This topography forced the ODE to abandon Euclidean logic entirely. Telemetry from the 3,000-step checkpoint revealed:

  • The 50% Detour Tax: The average straight-line displacement for trajectories was $\mu = 53.45$, but the actual path length traveled by the ODE was $\mu = 83.76$. The vector field actively chose to travel 50% further along the trench floor rather than pay the "fuel cost" of crossing the high-friction plateau.
  • Plummeting Linearity: The linearity metric—defined as the straight-line displacement divided by the actual path length—dropped precipitously to $0.646$.
  • Active Instability: The terrain was not yet balanced. The volume penalty ($\log \det$) was still climbing from $-800$, hovering around $-297$. The network was actively fighting itself, occasionally causing massive spikes in the vector field penalty as trajectories smashed into newly formed topographical walls.

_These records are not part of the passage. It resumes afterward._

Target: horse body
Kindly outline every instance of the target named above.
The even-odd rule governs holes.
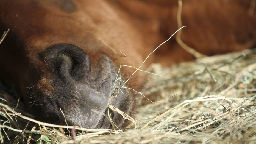
[[[185,2],[183,25],[198,26],[182,32],[182,39],[190,46],[208,55],[255,46],[255,13],[247,13],[250,2]],[[138,67],[177,28],[177,1],[1,3],[1,33],[10,29],[1,44],[1,79],[16,85],[38,119],[58,124],[65,124],[60,108],[69,124],[88,128],[111,127],[102,114],[108,105],[132,116],[134,97],[118,88],[128,84],[125,80],[135,69],[123,68],[120,74],[119,65]],[[239,12],[229,15],[234,9]],[[215,16],[219,13],[223,16]],[[142,68],[152,62],[168,65],[193,58],[173,39]],[[139,87],[143,74],[136,73],[129,86]],[[112,112],[118,127],[127,125]]]

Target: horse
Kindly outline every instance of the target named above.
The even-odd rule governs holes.
[[[180,39],[208,56],[255,47],[254,2],[184,1]],[[111,129],[109,113],[124,128],[129,121],[108,105],[134,116],[127,88],[145,81],[136,68],[195,58],[172,38],[141,66],[179,28],[177,1],[0,2],[1,35],[10,29],[1,44],[1,81],[13,84],[26,109],[43,121]]]

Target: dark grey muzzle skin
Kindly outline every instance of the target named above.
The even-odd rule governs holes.
[[[103,114],[112,113],[113,119],[118,120],[117,125],[124,126],[125,121],[118,119],[121,117],[108,110],[107,105],[125,112],[132,109],[129,103],[131,100],[125,90],[118,90],[123,84],[121,79],[115,82],[116,68],[107,57],[102,56],[93,62],[79,48],[60,44],[41,52],[40,57],[47,68],[33,90],[36,102],[30,108],[36,117],[65,125],[65,116],[69,125],[110,128],[110,123]],[[110,100],[111,96],[117,95]]]

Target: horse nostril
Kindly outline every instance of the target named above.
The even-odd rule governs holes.
[[[57,44],[49,47],[43,55],[43,59],[50,63],[54,73],[61,79],[79,81],[90,72],[88,55],[74,45]]]

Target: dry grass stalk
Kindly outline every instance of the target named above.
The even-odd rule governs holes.
[[[10,143],[9,140],[11,143],[255,143],[255,52],[206,57],[168,68],[152,64],[147,71],[165,76],[149,75],[150,86],[146,86],[144,95],[157,100],[177,95],[156,103],[141,101],[134,120],[136,129],[134,125],[114,130],[36,121],[24,115],[27,114],[22,104],[17,104],[15,93],[10,95],[12,93],[1,87],[0,140],[2,143]],[[72,137],[63,129],[78,131]]]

This phase proved that the continuous flow could be forced to curve, but the restricted rank of $24$ lacked the dimensional freedom necessary for an elegant solution.

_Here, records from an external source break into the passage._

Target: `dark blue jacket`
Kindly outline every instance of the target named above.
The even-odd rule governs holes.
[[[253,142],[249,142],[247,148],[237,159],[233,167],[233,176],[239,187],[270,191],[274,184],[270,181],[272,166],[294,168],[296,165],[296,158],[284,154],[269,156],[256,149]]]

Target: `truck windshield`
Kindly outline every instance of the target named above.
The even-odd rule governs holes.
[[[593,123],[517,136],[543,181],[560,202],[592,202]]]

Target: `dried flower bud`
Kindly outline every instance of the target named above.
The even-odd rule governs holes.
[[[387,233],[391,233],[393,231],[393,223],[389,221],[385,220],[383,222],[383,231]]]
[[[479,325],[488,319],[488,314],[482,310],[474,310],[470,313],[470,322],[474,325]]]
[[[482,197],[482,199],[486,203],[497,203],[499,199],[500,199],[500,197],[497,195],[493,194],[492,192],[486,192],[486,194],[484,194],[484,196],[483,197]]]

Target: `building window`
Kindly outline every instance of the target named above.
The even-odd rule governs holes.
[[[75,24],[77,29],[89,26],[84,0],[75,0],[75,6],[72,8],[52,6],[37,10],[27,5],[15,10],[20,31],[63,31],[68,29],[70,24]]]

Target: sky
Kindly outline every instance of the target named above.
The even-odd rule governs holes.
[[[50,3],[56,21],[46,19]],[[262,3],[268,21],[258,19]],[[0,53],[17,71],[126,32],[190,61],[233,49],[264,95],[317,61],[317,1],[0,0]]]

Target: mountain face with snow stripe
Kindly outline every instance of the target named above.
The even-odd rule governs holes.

4. High-Dimensional Equilibrium: The Saddle and the Flow

To provide the network with the necessary canvas to resolve the volume penalty, we restarted the flow and expanded the metric rank to $64$. By step 12,000, the latent space achieved a state of absolute geometric equilibrium.

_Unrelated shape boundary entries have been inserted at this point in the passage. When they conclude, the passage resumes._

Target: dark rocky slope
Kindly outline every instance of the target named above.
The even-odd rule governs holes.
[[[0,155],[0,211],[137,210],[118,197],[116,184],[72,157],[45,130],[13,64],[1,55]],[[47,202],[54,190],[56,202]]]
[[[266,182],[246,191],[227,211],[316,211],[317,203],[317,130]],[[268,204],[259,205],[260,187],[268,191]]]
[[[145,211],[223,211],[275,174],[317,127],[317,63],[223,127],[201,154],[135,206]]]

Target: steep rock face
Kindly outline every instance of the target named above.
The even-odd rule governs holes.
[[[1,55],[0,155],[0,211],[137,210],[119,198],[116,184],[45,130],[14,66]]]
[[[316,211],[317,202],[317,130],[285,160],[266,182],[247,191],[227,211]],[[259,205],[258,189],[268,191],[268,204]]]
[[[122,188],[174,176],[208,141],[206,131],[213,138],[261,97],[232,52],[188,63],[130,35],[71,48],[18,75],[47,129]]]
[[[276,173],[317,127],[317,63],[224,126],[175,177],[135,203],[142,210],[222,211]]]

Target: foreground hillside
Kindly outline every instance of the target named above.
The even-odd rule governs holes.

With nearly triple the dimensional capacity, the optimizer no longer needed to build brutal cliffs. Instead, it smoothed the landscape into a massive, sweeping saddle shape. Visualizations of the latent space at this stage reveal a perfectly functioning non-Euclidean manifold:

  • Absolute Volume Equilibrium: By step 12,300, the $\log \det g(z)$ penalty completely stabilized, oscillating perfectly around $0.003$. The model had successfully balanced the high-friction hills with the low-friction valleys, satisfying the constraint.
  • Deep Attractor Basins: The vector field decay (fDecay) dropped to a highly consistent $0.02$. By the end of the ODE integration steps, the flow had virtually stopped, dropping to 2% of its initial energy. The model was no longer throwing vectors aimlessly; it had dug highly specific, deep attractor basins that reliably caught and held the trajectories.
  • Smooth Geodesic Flow: With the topography balanced, the chaotic 50% detours vanished. Linearity stabilized at $\sim 0.80$. The straight-line displacement was $\mu = 57.84$, while the path length was $\mu = 73.17$. The trajectories were taking calculated, efficient $\sim 25%$ detours, hooking gracefully down the topographical gradients and sliding along established valley floors to reach their semantic destinations.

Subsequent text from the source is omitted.